Peter Hammond of The Los Angeles Times says, "Speaking of 2010 Oscar contenders... we're wondering where the next Precious is coming from. Distributors should look no further than a 2009 Toronto Fest entry Down for Life... [The cast] is mostly comprised [sic] L.A.-based non-actors led by Jessica Romero who could become next award season's Gabourey Sidibe."

Reed Johnson, also of The Los Angeles Times says, "The emotional chemistry among...novice performers, in concert with a few seasoned pros such as Danny Glover, Kate del Castillo and Snoop Dogg in secondary roles, is one of the things that makes Down for Life feel more authentic and credible than many of the countless other movies...brings street cred to two of the movie's thorniest topics: urban girl gang bangers, and tensions between L.A. Latinos and African Americans."

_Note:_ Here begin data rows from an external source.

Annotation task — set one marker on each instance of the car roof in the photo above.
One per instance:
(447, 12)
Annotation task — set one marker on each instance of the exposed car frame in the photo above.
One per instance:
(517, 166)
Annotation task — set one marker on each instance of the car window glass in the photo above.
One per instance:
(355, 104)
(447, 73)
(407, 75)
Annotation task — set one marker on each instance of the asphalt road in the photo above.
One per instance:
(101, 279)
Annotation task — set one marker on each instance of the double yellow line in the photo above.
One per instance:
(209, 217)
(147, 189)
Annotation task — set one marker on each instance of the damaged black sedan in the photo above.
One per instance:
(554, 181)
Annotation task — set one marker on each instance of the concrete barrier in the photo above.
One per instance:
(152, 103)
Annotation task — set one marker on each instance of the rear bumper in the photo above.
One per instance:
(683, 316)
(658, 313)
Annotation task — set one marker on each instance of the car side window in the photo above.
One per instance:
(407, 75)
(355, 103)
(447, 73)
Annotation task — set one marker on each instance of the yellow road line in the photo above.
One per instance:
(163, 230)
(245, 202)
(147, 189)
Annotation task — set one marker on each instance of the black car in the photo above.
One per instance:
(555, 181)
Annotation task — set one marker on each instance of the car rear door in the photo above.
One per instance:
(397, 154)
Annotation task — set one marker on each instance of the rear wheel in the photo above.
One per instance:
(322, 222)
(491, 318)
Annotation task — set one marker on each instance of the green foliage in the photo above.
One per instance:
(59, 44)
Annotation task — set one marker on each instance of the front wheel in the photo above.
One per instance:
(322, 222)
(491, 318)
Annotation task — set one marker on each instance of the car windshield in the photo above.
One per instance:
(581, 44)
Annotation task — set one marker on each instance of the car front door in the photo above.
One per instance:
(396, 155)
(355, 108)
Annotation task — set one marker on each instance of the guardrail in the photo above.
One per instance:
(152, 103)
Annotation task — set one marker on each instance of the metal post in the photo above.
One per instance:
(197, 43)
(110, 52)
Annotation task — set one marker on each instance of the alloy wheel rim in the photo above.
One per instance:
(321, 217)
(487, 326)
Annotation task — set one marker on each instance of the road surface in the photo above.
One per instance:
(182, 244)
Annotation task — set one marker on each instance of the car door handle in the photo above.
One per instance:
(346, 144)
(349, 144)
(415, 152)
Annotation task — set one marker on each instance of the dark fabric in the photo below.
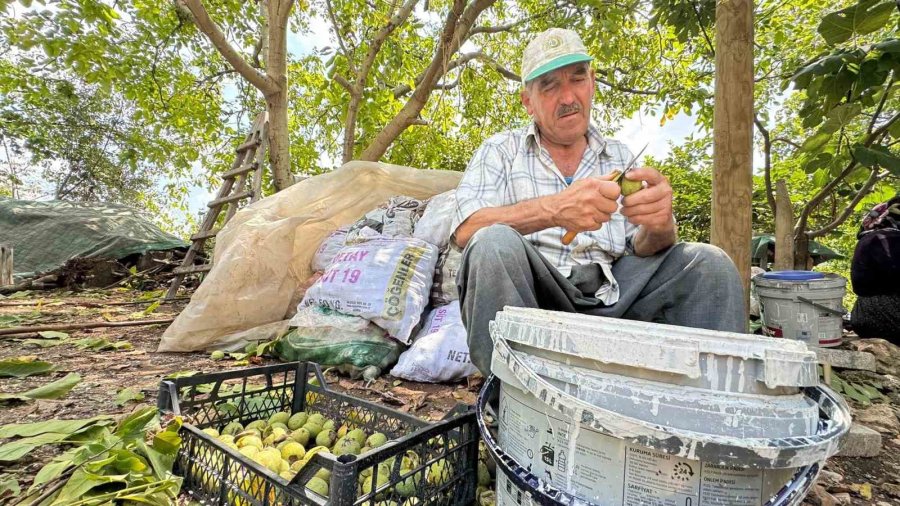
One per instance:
(877, 316)
(876, 264)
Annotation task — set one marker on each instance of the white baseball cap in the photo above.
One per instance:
(550, 50)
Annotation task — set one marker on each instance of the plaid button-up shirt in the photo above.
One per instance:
(512, 166)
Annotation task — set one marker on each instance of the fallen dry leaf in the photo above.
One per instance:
(414, 398)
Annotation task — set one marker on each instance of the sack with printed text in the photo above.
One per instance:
(351, 344)
(384, 280)
(443, 289)
(434, 226)
(440, 353)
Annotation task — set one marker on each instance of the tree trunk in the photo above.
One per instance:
(733, 133)
(276, 101)
(801, 251)
(784, 228)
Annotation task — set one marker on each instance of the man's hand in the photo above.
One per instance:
(586, 204)
(651, 207)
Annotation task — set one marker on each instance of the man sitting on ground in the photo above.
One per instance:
(524, 188)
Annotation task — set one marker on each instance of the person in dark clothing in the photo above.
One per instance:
(875, 273)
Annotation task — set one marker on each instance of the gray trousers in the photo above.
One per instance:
(689, 284)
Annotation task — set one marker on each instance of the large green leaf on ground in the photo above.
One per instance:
(21, 367)
(54, 390)
(17, 449)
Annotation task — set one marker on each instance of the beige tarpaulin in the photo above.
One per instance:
(265, 252)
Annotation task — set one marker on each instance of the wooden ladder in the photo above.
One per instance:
(243, 181)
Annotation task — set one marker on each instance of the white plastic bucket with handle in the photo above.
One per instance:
(615, 412)
(802, 305)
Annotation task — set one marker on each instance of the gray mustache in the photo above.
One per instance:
(567, 109)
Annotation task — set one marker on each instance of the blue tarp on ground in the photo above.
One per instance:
(45, 235)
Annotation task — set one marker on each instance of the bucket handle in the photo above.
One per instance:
(546, 494)
(834, 312)
(760, 453)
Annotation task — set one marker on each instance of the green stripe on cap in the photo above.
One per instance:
(556, 63)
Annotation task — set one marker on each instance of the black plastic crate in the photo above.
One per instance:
(216, 474)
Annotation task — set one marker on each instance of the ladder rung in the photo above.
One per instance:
(192, 269)
(205, 235)
(240, 170)
(252, 143)
(230, 198)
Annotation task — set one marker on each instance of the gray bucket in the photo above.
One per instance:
(802, 305)
(616, 412)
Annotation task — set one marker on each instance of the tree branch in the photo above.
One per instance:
(828, 188)
(403, 89)
(878, 110)
(337, 32)
(499, 28)
(619, 87)
(767, 173)
(206, 25)
(867, 188)
(356, 93)
(786, 141)
(343, 82)
(214, 76)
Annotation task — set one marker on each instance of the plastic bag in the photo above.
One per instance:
(434, 226)
(328, 249)
(443, 289)
(351, 344)
(401, 216)
(396, 218)
(385, 280)
(440, 352)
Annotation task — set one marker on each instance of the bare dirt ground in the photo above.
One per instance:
(138, 366)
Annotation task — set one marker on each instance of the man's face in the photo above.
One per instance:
(560, 102)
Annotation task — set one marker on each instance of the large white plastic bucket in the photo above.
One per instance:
(614, 412)
(802, 305)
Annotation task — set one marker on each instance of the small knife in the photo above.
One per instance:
(570, 235)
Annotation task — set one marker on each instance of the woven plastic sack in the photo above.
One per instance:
(328, 249)
(265, 252)
(351, 344)
(434, 226)
(443, 289)
(385, 280)
(440, 352)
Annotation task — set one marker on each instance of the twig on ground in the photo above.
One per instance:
(85, 325)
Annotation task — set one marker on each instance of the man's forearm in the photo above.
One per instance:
(525, 217)
(650, 242)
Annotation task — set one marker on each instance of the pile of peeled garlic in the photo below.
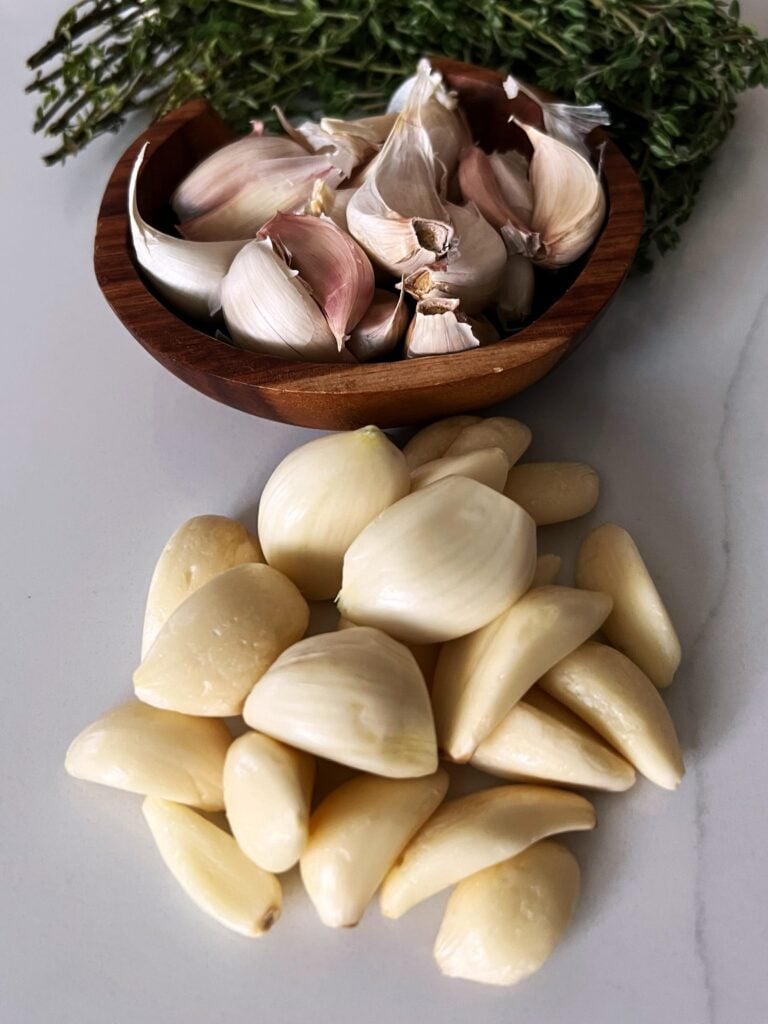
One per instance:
(455, 642)
(353, 241)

Carlos Morales of The Voice, says, "This film breathes life and resurrects what is happening on the streets of not only South Central but in all major suburbs across this country. It focuses a bright beam of light on the social issue that has plagued our country for years...The acting is real, the story is real, and the action is real...It is moving, motivating and a must see!... It's deserving of a distribution deal ...and as an unofficial entry into next year's Oscar race... It's that good..."

Toronto's The Globe and Mail describes the film as a "gritty, wallop-packing Los Angeles-set drama...Unflinching (but not gratuitous) in its depiction of domestic violence and girl-on-girl brutality...Disturbingly frank, the film assaults its viewers, but in a very effective way."

Erin Oke of Exclaim. CA describes the film as "a brutal and uncompromising look at an environment characterized by poverty and desperation...The script does well capturing the contrast between the shockingly commonplace physical and sexual violence of gang life and the moments of light-hearted girlhood...Lead actress Jessica Romero is a fresh and vivid presence in her film debut as Rascal."

In 2021, the US Congressional Hispanic Caucus nominated Down for Life to be included in the National Film Registry as one of 25 "important examples of Latino artistic and cinematic achievement."